I drive around the island, slowing as I approach the club. They ask me to open the trunk of my car. Check it halfheartedly. Wave me in. I park, walk through the gardens of flowers, past the golf course, through the parking lot, up the steps towards the pool. I see Baba at the other end, sitting alone. I kiss him on one cheek and sit down. What news? I ask. He tells me the weather is beautiful. I nod. How have you spent your morning? Why are you sitting alone? Where are your friends? He shrugs. He doesn’t know why no one has shown up today. A young man in orange overalls comes with a tray. He smiles and salutes us. What can I bring you today? Baba asks for a large grapefruit juice with no ice. I ask for a coffee, full-cream milk. Did you see the story of Dido in the paper today? He did. I know that Baba sees some of his younger self in Dido. As a young boy Grandpapa would drop him off at university and gesture with his fingers over his mouth like a zip. We don’t want any talk of politics, son, to which Baba would bow his head slightly and respond, Yes sir. He would get out of the car and talk of nothing but. He repeats to me the story. You were brave, I say. I simply had the gene of rebellion, he says. Most of his friends were conformists, but he had been arrested three times for protesting. His face lights up.
—
The revolution had brought Dido and me closer again, then as it began to create divides between all of us, it tore us even further apart. I had risen to the news of his arrest one day last winter, on charges of inciting anarchy, disrupting the state. There had been insinuations against him and his friends for months. They had already arrested, released, then rearrested some of them. It seemed a matter of time before they would come for him. One night outside the Israeli embassy I had watched him stand with others who were making Molotov cocktails and throwing them high into the sky toward its premises. I had been almost certain they would take him that night, even though his actions were just in words. During the initial months, I went to the jail to visit him alone. Our conversations were terse, uneasy. I talked to him about Baba, the news, the conspiracy theories circulating around everything. I told him a little about my own life, my writing, the short films I was dabbling with, ideas I had, my novel beginning to take shape. He would sit slightly hunched in his white prison outfit and listen. Prisoners had no choice but to meet the visitors who came for them, and he seemed to sit as if in obligation, answering me in monosyllables. In an earlier life I might have withdrawn, too conscious of myself to stay unwelcomed. I imagine it was the changes of the past few years that had made me bolder, more resilient, even as it fractured something else. Each week I would see the change in Dido’s face, the stubble that eventually became a beard, his hair growing out, the very structure of his face transforming. I couldn’t tell if it was just the thinning of his frame or if his bones were transmuting, responding to the sadness and the pressure. His face looked sharper, more grating. Eventually he began to warm to me. He started to ask questions.

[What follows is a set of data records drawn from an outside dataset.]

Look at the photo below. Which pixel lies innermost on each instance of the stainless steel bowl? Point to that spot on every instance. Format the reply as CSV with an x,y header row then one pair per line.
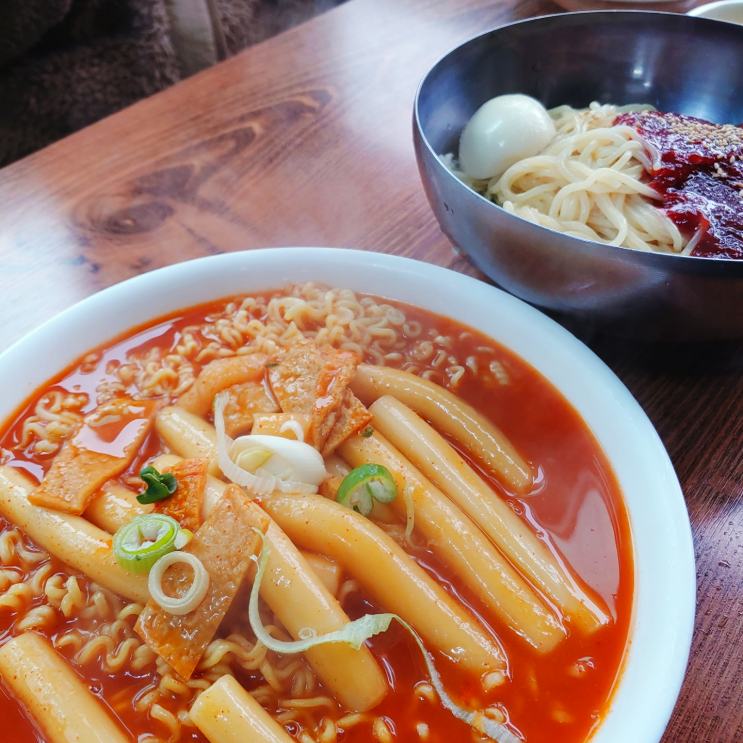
x,y
675,62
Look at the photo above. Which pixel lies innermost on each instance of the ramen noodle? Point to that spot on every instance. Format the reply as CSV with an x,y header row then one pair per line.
x,y
190,512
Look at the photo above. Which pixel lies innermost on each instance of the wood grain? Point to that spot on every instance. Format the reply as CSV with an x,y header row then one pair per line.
x,y
306,140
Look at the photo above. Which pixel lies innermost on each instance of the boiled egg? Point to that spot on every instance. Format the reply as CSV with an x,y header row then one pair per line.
x,y
503,131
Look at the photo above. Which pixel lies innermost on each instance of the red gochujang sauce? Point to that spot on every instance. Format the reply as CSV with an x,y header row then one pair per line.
x,y
698,172
559,697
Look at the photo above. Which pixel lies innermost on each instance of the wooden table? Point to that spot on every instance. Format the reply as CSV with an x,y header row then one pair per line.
x,y
306,140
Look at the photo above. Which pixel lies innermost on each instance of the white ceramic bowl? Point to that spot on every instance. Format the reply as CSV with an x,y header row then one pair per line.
x,y
665,581
725,10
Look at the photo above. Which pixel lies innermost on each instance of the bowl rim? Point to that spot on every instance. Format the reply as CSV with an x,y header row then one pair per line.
x,y
646,255
665,577
701,10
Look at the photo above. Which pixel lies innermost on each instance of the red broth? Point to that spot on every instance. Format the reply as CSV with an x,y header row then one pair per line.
x,y
556,698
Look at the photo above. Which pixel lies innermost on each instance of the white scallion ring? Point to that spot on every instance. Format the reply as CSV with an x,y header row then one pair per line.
x,y
195,594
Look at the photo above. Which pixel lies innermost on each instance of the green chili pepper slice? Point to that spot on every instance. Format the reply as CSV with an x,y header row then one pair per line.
x,y
159,485
139,544
362,486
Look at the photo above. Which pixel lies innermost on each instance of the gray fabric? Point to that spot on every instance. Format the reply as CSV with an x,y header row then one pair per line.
x,y
24,22
192,34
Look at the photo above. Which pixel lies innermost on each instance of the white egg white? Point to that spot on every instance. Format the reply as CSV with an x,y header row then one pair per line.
x,y
503,131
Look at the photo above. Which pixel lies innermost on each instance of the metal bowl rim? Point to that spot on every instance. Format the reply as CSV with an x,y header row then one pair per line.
x,y
651,256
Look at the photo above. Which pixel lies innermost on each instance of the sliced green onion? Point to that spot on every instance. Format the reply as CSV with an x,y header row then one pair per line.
x,y
196,592
159,485
139,544
362,486
355,634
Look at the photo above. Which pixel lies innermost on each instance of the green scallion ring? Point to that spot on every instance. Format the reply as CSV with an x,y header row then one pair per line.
x,y
139,544
362,486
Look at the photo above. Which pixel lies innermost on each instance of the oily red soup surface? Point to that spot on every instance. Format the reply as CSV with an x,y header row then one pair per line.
x,y
557,698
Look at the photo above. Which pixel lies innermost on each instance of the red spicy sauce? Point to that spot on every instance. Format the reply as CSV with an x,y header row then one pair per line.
x,y
698,171
576,503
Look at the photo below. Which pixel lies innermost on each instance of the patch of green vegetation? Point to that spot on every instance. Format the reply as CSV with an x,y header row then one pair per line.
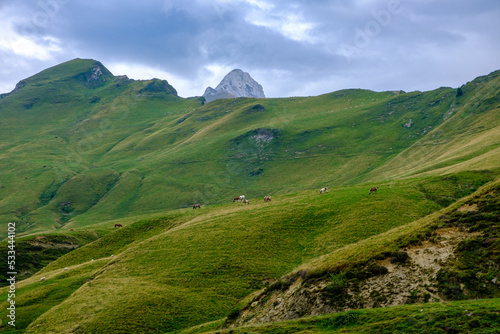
x,y
36,252
476,268
476,316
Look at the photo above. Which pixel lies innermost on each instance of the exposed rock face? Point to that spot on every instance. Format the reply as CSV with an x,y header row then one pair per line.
x,y
235,84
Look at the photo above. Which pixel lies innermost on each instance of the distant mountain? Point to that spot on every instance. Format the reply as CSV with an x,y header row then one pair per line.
x,y
235,84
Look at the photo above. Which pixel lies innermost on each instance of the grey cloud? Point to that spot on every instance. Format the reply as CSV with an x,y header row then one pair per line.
x,y
408,51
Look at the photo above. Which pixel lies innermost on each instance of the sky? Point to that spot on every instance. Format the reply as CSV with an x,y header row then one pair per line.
x,y
291,47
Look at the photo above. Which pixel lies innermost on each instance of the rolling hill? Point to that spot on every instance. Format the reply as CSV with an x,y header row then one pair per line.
x,y
82,150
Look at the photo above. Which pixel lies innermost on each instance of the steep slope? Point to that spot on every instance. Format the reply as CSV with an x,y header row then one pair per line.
x,y
192,266
235,84
156,151
453,256
468,139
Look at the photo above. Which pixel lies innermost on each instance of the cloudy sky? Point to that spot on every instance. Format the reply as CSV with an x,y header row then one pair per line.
x,y
291,47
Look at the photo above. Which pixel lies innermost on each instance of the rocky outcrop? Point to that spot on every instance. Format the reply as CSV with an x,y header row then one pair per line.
x,y
235,84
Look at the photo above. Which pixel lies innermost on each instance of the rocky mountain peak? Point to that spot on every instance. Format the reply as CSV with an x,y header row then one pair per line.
x,y
235,84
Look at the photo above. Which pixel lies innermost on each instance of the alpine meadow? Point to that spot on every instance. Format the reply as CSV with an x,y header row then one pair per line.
x,y
126,203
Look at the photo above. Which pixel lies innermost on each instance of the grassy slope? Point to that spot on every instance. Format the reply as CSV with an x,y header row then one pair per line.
x,y
478,316
155,151
193,265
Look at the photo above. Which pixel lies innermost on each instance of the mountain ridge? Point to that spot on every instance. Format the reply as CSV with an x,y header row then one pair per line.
x,y
235,84
81,158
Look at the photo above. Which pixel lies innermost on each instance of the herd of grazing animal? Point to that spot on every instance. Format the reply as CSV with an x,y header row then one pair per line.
x,y
266,199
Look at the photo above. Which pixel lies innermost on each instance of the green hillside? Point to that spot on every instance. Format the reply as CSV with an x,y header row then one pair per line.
x,y
82,150
81,146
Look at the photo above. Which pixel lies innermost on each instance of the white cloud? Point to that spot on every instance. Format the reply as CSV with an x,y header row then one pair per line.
x,y
12,42
289,23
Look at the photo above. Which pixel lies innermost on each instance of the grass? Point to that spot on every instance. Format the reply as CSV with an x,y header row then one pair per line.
x,y
477,316
198,263
154,151
89,154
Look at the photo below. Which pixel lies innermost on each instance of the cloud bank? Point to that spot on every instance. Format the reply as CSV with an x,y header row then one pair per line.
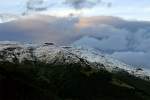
x,y
127,41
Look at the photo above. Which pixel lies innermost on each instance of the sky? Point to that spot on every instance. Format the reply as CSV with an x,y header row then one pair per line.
x,y
127,9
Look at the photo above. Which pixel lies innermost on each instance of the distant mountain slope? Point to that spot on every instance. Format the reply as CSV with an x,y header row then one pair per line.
x,y
49,72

He told me that prison was breaking his soul and he was doing everything he could to fight that. They had deprived him of books and writing materials. They made sure he couldn’t see the sky. He slept fourteen hours a day, curled into the corner of space he could claim in his cell meant for two, shared with eighteen. I could tell he felt guilty for what he perceived to be his weakness. One day he asked to see Baba. It had been almost thirty years.
—
It was the day of his birthday, early this summer. Baba insisted we stop and buy a cake. Or make it four cakes, he told the man serving us, whispering to me that Dido would have to share, we couldn’t just go with one. We drove along the corniche to the outskirts of the city, past the suburbs of new developments, to the line of the horizon where the informal settlements begin. Baba approached the gate. I followed. He gave Dido’s name. Showed his ID. Offered a tip. We waited. Eventually Baba went back to the car and sat in the backseat, legs stretched out. I stood by the gate pacing. An hour passed until they let us in. We went through the maze of corridors and into a decrepit room. Dido was already waiting, sitting on a metal chair, a guard by his side.